How is being miserable and feeling bad something someone should or would desire? I'm seriously intersted in the explanation for this. You guys (affaircare) make sense most of the time but just a couple of things confuse me.


----------



## MrDude (Jun 21, 2010)

Yogachick, 
To kind of answer your question.

Why do some people cut themselves? Why do some people intentionally cause them self pain? When you have a bruise on your arm, why do you keep poking at it?


----------



## yogachick (Aug 9, 2010)

I don't know why people cut themselves or intentionally cause themselves pain. I have never poked at a bruise and if I had a bruise I would probably ignore it or put Arnica on it to help it go away faster.

I seriously do not get it but would like to get it.


----------



## mommy2 (Oct 27, 2009)

I can see how FB can be bad but I love my facebook! It brings me smiles and laughs when people post funny things their kids say, I get to see pics of their kids, vacations, weddings, etc. 

I post funny things my kids say and people comment how much they look forward to my posts becasue it always brings smile to their face! 

I guess I am in the minority!


----------



## Kitty's Affair (Aug 17, 2010)

Of all the horrible things in the world, I don't think Facebook ranks that high. Yogababe many people are very self destructive and cause themselves pain. Many people whether they realize it or not are more comfortable with pain than with happiness. 
I've dealt with self destructive habits my whole life. I used to smoke, drink too much, date losers and then one day I realized that I was doing all of these things to punish myself, because I didn't feel like I was as good/successful/attractive/etc as I should be.


----------



## yogachick (Aug 9, 2010)

mommy22 said:


> I think the intended message was people want attention. It's the whole reason the term "drama queen" was coined. Hope that makes sense, Yogachick.


"Yogababe many people are very self destructive and cause themselves pain. Many people whether they realize it or not are more comfortable with pain than with happiness. 
I've dealt with self destructive habits my whole life. I used to smoke, drink too much, date losers and then one day I realized that I was doing all of these things to punish myself, because I didn't feel like I was as good/successful/attractive/etc as I should be."

Thank you both for these explanations!!! Maybe I'm a little "slow on the uptake" but I do appreciate you taking the time : ) 

I'm thinking bottom line is to try our best to make those we love *feel worthy* of all life has to offer <3


----------



## Pit-of-my-stomach (Nov 2, 2010)

I agree and agreed well before I became convinced of my wife's EA.

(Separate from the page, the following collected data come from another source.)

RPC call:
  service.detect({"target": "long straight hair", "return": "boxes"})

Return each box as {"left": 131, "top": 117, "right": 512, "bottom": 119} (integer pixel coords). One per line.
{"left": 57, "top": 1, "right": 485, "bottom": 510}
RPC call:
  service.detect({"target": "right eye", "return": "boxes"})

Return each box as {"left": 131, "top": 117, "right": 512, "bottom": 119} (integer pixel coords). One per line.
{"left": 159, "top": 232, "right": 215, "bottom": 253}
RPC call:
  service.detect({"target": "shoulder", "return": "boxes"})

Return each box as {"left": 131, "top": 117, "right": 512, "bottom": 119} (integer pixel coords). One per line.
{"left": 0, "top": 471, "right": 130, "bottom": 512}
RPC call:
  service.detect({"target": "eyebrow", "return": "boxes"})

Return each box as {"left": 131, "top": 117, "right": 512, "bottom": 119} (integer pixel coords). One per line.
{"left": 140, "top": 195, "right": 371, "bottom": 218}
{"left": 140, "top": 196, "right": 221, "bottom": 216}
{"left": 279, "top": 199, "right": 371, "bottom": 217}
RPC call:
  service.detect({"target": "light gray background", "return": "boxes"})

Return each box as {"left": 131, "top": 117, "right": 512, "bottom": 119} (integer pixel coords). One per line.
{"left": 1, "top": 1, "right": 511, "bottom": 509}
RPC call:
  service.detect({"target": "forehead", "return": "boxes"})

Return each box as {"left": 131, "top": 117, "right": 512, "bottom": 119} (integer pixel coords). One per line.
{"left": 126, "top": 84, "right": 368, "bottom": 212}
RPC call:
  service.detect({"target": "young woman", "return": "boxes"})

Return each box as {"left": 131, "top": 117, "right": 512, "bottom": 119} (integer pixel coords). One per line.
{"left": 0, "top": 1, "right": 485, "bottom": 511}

It almost creates a total alternate reality for some people. 

I fear my wife literally lives in that alternate reality and her personality has changed incredibly since she has been addicted to that website.


----------



## mentallydrained (Oct 7, 2010)

Only way to get out of the 'fog' the facebook 'fog' is to cancel and not go on! I know...I've done it, am doing it. Facebook can be fun, a good connection to old friends. And why people continue to blame FB for their marriage issues is beyond me! FB doesn't 'make' you have EA and talk to the people the way you (wife) does or wants to be talked to. I had this discussion in counseling and as he said, before FB it was cell phones, texing (still is) and before that is was letters or secret meeting places. FB is NOT the cause of peoples marriage but an 'avenue of access' to have that social EA or meeting place that seem private, secretive, and unknown.

Once you 'friend' that one person that gives you the attention you need or desire, it snowballs from there. For me, my H hated I reconnected with friends (not male but actual girlfriends). It made me realize I wish I would have never stopped hanging out with people my age. I miss those connections. The girly chats, girls nite out that I never partaicipated in. I too was obsessed each night on til 11 or midnight after daughter went to bed. Just surfing pages and pages, seeing what everyone was doing, going, saying. Even IM those on same time discusse old times, how things are now, etc. After 23 years, I see H.S. girls still chatting and connecting like they did in school. That depresses me. I wish I had that connection. I never had it in school. I was always seriously dating someone and made that my life. Hence why I am struggling with my marriage. I've always made the boyfriend/relationship my priority and now I resent it..all of it. I feel I messed up my childhood/teenage years/H.S./College years by always having a serious boyfriend then to marriage.

All of these acquantences I will call them, since never truly hung out with them due to boyfriend situaitons, all of them keep in touch, go to the reunions, have wifes/husbands close in age spans, kids same age spans, and that is what I feel I 'messed' up on by not keeping with friendships and relationships my own age.

FB will make you feel mentally insane. It's tough. I've been off it for month now and I soooo want to resign but haven't. It is very addictive.


----------